Infos: – Oxfam Deutschland (2017): „Billig verkauft-teuer bezahlt, Ausbeutung im südafrikanischen Weinanbau“
– Welt-Sichten (2017): „Das Leid hinter dem Discounter-Wein“
Vorzeigeunternehmen Stellar Organics
Ganz anders die Arbeitsbedingungen bei Stellar Organics. Der Eigentümer Willem Rossouv begann schon Mitte der 90er Jahre mit der Umstellung auf biologischen Anbau und erreichte 2003 als erstes Bio-Weingut Südafrikas die ‚Fairtrade’-Zertifizierung nach FLO Standards. Im August 2011 wurde dann die darüber hinaus gehende „Fair for Life’-Zertifizierung“ durch die IMO/Schweiz abgeschlossen.
Foto: Stellar Organics
Für die 200 farbigen Mitarbeiter und ihre Familien ist Stellar Organics eine sehr wichtige Institution. Für südafrikanische Verhältnisse sind die Arbeitsbedingungen bei Stellar vorbildlich. Die Arbeiter sind fest angestellt und leben mit ihren Familien in kleinen Häuschen mit Garten, die von Stellar zur Verfügung gestellt wurden. Durch die Anschaffung eines komplett eingerichteter Klinikbusses mit allem medizinischen Inventar kann seit 2015 eine medizinische Grundversorgung gewährleistet werden. Die Kinder der Arbeiter gehen in den Kindergarten und die Grundschule. Und wer eine weiterführende Schule besuchen will, wird mit dem betriebseigenen Schulbus in die nächste Stadt gefahren.
Die Kellerei hat ihre Arbeiter seit Jahren mit 26 Prozent Anteilen beteiligt, mit den neuen Weinbergen sollen es künftig 51 Prozent sein. Stellar Organics wäre dann das erste große Weingut im Besitz der überwiegend schwarzen Beschäftigten. (Info: Stellar Organics)

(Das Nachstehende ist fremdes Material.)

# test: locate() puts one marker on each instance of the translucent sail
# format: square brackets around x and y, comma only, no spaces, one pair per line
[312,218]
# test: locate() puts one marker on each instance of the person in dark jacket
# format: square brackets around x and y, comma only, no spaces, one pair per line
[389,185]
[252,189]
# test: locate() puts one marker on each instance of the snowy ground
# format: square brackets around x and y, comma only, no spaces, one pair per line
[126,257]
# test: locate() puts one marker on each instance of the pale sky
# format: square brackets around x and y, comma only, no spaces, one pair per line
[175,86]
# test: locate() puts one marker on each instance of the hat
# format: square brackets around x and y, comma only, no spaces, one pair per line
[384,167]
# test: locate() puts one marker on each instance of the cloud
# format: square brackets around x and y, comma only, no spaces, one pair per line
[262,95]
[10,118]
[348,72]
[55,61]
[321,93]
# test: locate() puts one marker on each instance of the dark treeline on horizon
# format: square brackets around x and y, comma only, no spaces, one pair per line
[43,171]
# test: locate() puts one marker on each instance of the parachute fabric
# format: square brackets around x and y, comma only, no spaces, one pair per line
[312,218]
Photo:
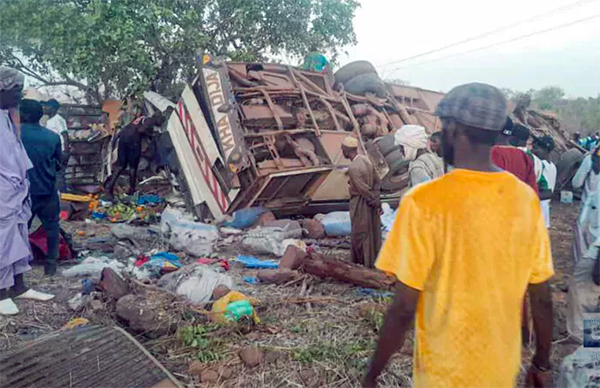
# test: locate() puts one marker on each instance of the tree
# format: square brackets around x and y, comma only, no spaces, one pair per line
[110,48]
[546,98]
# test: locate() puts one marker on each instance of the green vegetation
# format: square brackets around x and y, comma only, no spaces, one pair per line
[108,49]
[575,114]
[351,354]
[210,349]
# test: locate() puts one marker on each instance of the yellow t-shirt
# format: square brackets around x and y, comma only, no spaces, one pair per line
[471,242]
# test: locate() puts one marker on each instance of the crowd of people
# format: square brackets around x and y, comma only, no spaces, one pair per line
[469,242]
[469,245]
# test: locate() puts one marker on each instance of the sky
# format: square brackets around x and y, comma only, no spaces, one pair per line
[569,57]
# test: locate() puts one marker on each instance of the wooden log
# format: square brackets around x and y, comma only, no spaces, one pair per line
[329,267]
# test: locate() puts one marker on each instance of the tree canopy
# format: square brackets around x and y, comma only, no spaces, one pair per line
[576,114]
[109,48]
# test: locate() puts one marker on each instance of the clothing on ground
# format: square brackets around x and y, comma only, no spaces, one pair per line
[44,150]
[365,191]
[516,162]
[473,269]
[58,125]
[425,168]
[15,208]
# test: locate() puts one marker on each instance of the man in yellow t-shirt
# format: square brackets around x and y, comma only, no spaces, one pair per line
[465,248]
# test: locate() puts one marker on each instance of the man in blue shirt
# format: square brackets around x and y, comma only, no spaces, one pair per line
[44,150]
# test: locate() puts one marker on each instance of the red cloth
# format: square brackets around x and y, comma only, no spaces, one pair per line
[38,239]
[516,162]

Der Glühwein hat also nicht nur die Hände und den Magen der Petershausener Bürger beim Ortstermin „Rosenstraße“ erwärmt, sondern sorgt am anderen Ende der Welt für die Einhaltung von guten Arbeitsstandards.
Je mehr Gelegenheiten wir in Vereinen, Schulen, Kirchen oder eben auch in Parteien für diese Fairbindungen schaffen, umso stärker und bunter wird die Fairtrade Gemeinde Petershausen.